Add ability to specify a file with CVARs

wesbland commented 6 years ago

As the number of CVARs has started ballooning, particularly with the new collectives features, managing these with environment variables on the command line is getting more and more difficult. It'd be great to be able to pass in a file with all of the CVARs so it would be easy to replicate later.

hzhou commented 5 years ago

Can we simply use a shell script?

Or we could also consider creating a wrapper script that reads in the config file setting CVARs and then call mpiexec.

Either way is a discrete user solution that does not require infrastructure change.

wesbland commented 5 years ago

I was thinking something along the lines of what Open MPI calls an MCA parameters file.
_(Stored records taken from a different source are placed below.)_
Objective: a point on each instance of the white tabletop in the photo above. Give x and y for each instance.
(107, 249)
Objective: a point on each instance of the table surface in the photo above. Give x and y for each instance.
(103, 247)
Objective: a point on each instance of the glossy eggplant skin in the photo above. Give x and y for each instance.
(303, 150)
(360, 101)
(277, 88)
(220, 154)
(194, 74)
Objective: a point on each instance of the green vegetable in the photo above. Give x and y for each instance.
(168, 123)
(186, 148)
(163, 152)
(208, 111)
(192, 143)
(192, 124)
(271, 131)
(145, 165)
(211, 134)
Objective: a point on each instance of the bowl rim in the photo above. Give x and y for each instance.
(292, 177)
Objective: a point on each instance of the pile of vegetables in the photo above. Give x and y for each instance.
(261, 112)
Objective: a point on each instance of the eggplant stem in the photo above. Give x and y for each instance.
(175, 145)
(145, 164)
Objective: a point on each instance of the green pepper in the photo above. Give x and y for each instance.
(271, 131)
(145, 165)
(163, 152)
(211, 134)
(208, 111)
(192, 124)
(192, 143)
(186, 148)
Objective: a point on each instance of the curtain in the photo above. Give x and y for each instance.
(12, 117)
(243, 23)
Basically just a place where you can put a bunch of CVARs, environment variables, etc. that can be set up at mpiexec time.

You're right that this can be managed by a shell scrip that wraps up mpiexec, but I was thinking that this is the kind of feature that would be nice for setting up easy "default configurations" for a machine.

pavanbalaji commented 5 years ago

No, I don't think using a shell script is a good idea as it ties to the process manager. It'll not work is someone chooses to use a different process manager (e.g., SLURM or Cray aprun). Having a config file like what @wesbland suggested, which can be read at MPI_Init time is better.

hzhou commented 5 years ago

@pavanbalaji I see your point.

If the goal is to have per-system parameters, the system administrator will be involved anyway and I think integrating the shell script with whatever their system -- including how to work with their process manager -- is the lessor barrier.

To implement at MPI_Init, we need implement config parsing code in C and publish and maintain a config DSL. While it can be very basic -- just VAR = value -- at the beginning, as the experience from JSON and YAML shows, it is likely to grow complex very quickly. If we adopt JSON or YAML, for one, it starts with a complex foundation, for two adds a dependency to MPICH. I am not giving a no-vote, but it is something we need consider.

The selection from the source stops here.